Sam took a deep breath. “Toby, I’d need to be in Congress…”
“You came close last time.”
“… get a staff…”
“Not a problem.”
“… a platform…”
Toby stared at him in disbelief. “Sam, I sat in meetings with you for four years. Don’t try and tell me you don’t have a platform. I would bet all of the money in my wallet that you’ve already written your Inaugural address.”
“I know how much money you made, Toby,” Sam replied pointedly.
“Education front and centre? Government as a force of good?” Toby retorted.
Sam ducked his head. Toby knew him too well. When he looked back up, Toby was watching him.
“We could do this in ten years,” Toby said quietly, seriously. “Think about it.”

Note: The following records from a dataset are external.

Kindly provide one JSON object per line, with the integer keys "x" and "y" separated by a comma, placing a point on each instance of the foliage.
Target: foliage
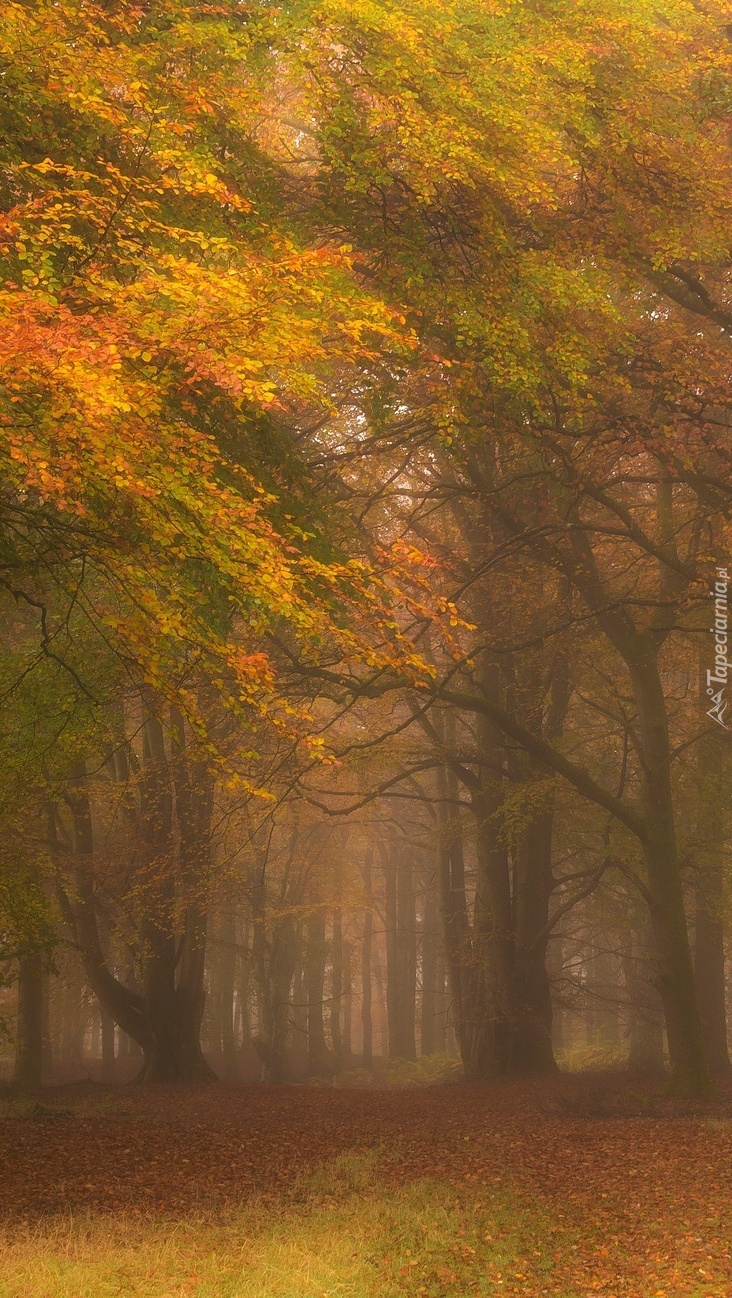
{"x": 451, "y": 1192}
{"x": 147, "y": 282}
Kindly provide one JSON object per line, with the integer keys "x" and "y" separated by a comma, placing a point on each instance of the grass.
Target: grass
{"x": 339, "y": 1235}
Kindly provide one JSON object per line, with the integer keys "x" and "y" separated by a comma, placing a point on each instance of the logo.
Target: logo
{"x": 718, "y": 679}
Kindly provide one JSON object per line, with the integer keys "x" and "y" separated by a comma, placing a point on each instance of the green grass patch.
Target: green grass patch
{"x": 338, "y": 1235}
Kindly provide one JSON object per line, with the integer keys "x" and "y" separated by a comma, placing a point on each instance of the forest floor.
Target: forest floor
{"x": 575, "y": 1188}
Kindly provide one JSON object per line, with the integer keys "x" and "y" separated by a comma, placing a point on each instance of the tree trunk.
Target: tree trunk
{"x": 29, "y": 1057}
{"x": 366, "y": 984}
{"x": 336, "y": 987}
{"x": 319, "y": 1061}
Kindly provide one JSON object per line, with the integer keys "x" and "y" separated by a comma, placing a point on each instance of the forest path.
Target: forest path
{"x": 610, "y": 1192}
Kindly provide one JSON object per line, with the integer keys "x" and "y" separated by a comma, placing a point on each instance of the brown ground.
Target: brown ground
{"x": 641, "y": 1190}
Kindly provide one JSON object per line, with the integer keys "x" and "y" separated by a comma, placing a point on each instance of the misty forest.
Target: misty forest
{"x": 365, "y": 547}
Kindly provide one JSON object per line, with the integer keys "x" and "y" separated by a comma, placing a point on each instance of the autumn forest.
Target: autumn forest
{"x": 365, "y": 548}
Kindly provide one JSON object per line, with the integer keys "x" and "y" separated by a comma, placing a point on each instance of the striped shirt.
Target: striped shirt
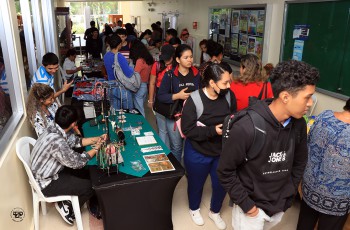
{"x": 52, "y": 152}
{"x": 42, "y": 76}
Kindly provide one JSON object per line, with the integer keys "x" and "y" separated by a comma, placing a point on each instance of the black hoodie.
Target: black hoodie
{"x": 269, "y": 180}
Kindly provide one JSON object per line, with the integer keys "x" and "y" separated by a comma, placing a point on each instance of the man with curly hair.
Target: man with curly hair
{"x": 263, "y": 187}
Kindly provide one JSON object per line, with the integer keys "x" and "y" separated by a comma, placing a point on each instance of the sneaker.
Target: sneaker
{"x": 63, "y": 209}
{"x": 219, "y": 222}
{"x": 197, "y": 217}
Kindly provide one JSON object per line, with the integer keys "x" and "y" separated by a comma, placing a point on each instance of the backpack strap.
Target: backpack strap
{"x": 197, "y": 100}
{"x": 259, "y": 134}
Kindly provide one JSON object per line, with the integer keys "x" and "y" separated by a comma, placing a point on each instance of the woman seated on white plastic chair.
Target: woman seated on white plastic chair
{"x": 41, "y": 108}
{"x": 57, "y": 168}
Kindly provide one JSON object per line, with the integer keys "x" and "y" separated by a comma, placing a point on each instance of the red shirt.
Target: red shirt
{"x": 242, "y": 92}
{"x": 160, "y": 74}
{"x": 143, "y": 69}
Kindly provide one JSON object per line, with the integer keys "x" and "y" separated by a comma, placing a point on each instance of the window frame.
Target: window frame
{"x": 9, "y": 38}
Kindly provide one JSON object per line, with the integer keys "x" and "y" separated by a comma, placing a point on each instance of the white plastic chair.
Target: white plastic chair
{"x": 23, "y": 153}
{"x": 312, "y": 108}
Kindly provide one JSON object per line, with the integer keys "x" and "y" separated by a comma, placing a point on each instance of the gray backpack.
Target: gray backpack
{"x": 199, "y": 104}
{"x": 132, "y": 83}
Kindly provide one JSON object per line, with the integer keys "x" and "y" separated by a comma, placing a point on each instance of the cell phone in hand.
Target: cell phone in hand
{"x": 93, "y": 123}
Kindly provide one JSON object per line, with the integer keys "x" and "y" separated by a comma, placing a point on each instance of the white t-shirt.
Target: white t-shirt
{"x": 68, "y": 65}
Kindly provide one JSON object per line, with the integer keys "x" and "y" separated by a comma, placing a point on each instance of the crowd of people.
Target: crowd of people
{"x": 261, "y": 186}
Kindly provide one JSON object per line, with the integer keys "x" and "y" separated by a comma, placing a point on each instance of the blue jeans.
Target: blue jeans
{"x": 120, "y": 98}
{"x": 162, "y": 131}
{"x": 175, "y": 138}
{"x": 198, "y": 166}
{"x": 140, "y": 98}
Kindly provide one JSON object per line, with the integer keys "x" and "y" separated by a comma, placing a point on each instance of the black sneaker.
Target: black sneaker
{"x": 63, "y": 210}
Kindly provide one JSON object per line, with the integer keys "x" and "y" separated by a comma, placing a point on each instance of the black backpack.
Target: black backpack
{"x": 259, "y": 130}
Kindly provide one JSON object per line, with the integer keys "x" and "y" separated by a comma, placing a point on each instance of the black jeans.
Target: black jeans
{"x": 73, "y": 182}
{"x": 308, "y": 218}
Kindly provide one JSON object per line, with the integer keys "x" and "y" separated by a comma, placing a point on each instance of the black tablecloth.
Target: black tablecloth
{"x": 129, "y": 202}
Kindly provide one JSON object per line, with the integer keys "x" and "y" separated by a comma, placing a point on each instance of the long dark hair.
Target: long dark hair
{"x": 213, "y": 72}
{"x": 139, "y": 50}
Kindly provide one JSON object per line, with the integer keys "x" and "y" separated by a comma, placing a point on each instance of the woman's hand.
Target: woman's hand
{"x": 66, "y": 85}
{"x": 218, "y": 129}
{"x": 182, "y": 94}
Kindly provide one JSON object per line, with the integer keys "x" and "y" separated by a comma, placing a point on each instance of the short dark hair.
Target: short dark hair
{"x": 65, "y": 116}
{"x": 181, "y": 49}
{"x": 347, "y": 105}
{"x": 292, "y": 76}
{"x": 213, "y": 72}
{"x": 214, "y": 49}
{"x": 121, "y": 31}
{"x": 175, "y": 41}
{"x": 171, "y": 32}
{"x": 71, "y": 52}
{"x": 49, "y": 59}
{"x": 114, "y": 41}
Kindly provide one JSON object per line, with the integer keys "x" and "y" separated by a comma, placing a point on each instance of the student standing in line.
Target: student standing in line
{"x": 159, "y": 68}
{"x": 326, "y": 181}
{"x": 177, "y": 84}
{"x": 203, "y": 142}
{"x": 143, "y": 62}
{"x": 45, "y": 73}
{"x": 250, "y": 82}
{"x": 263, "y": 187}
{"x": 120, "y": 96}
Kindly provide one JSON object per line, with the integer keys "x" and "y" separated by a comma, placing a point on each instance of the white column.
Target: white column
{"x": 28, "y": 34}
{"x": 38, "y": 30}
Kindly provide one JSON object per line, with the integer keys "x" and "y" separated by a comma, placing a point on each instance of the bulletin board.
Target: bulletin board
{"x": 240, "y": 30}
{"x": 318, "y": 33}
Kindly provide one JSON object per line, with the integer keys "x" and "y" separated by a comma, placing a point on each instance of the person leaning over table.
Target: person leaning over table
{"x": 57, "y": 167}
{"x": 327, "y": 173}
{"x": 45, "y": 73}
{"x": 41, "y": 108}
{"x": 203, "y": 142}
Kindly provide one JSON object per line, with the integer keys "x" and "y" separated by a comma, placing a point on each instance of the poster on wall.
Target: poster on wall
{"x": 235, "y": 21}
{"x": 215, "y": 37}
{"x": 243, "y": 21}
{"x": 227, "y": 47}
{"x": 252, "y": 22}
{"x": 223, "y": 20}
{"x": 298, "y": 50}
{"x": 221, "y": 40}
{"x": 260, "y": 23}
{"x": 251, "y": 45}
{"x": 243, "y": 40}
{"x": 258, "y": 46}
{"x": 234, "y": 43}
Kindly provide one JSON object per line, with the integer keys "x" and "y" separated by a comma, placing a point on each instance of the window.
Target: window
{"x": 11, "y": 68}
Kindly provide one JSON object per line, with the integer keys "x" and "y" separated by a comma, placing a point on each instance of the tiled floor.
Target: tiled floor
{"x": 180, "y": 215}
{"x": 181, "y": 218}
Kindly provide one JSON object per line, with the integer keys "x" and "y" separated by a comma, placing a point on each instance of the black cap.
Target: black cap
{"x": 167, "y": 52}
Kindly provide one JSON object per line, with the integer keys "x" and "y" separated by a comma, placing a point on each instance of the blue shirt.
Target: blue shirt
{"x": 43, "y": 77}
{"x": 326, "y": 181}
{"x": 109, "y": 64}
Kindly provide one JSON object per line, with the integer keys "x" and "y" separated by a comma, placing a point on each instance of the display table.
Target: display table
{"x": 134, "y": 200}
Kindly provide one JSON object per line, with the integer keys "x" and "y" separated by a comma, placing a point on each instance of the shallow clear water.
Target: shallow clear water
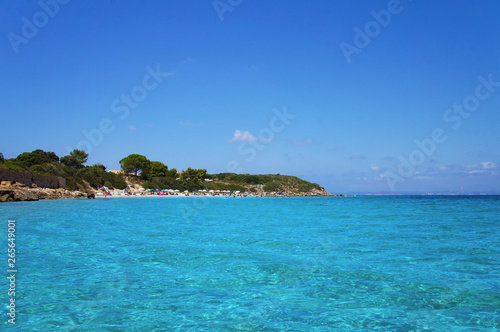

Sam was thinking about it.
Because Toby did not ask him to be Josh to his Leo. Even more important than that - he did not ask him to be Bartlet to his continued Toby. Sam was no longer prepared to run behind Josh, but he wanted even less to be held up against Jed Bartlet. Both he and Toby got their one shot at Bartlet’s real thing, and that was all either of them would ever get. But Toby thought he could be something else, something worth uprooting both their lives for, and that meant more than thinking he was the next Bartlet. It meant more coming from Toby, for whom politics had yielded little but six defeats, one sin of omission and one near-incarceration.
Perhaps Jed Bartlet had been swayed like this, by a moment of impetuosity from one who was supposed to be restrained. Leo McGarry had sat across a table like this and persuaded Jed Bartlet that he could change the world. Needing him to say yes for both their sakes. Possibly it was, after all, friendship that had driven Bartlet’s acquiescence and nothing else. Or the desire to live up to the image of yourself seen reflected in someone else’s eyes. And perhaps, nevertheless, there were worse actions to emulate.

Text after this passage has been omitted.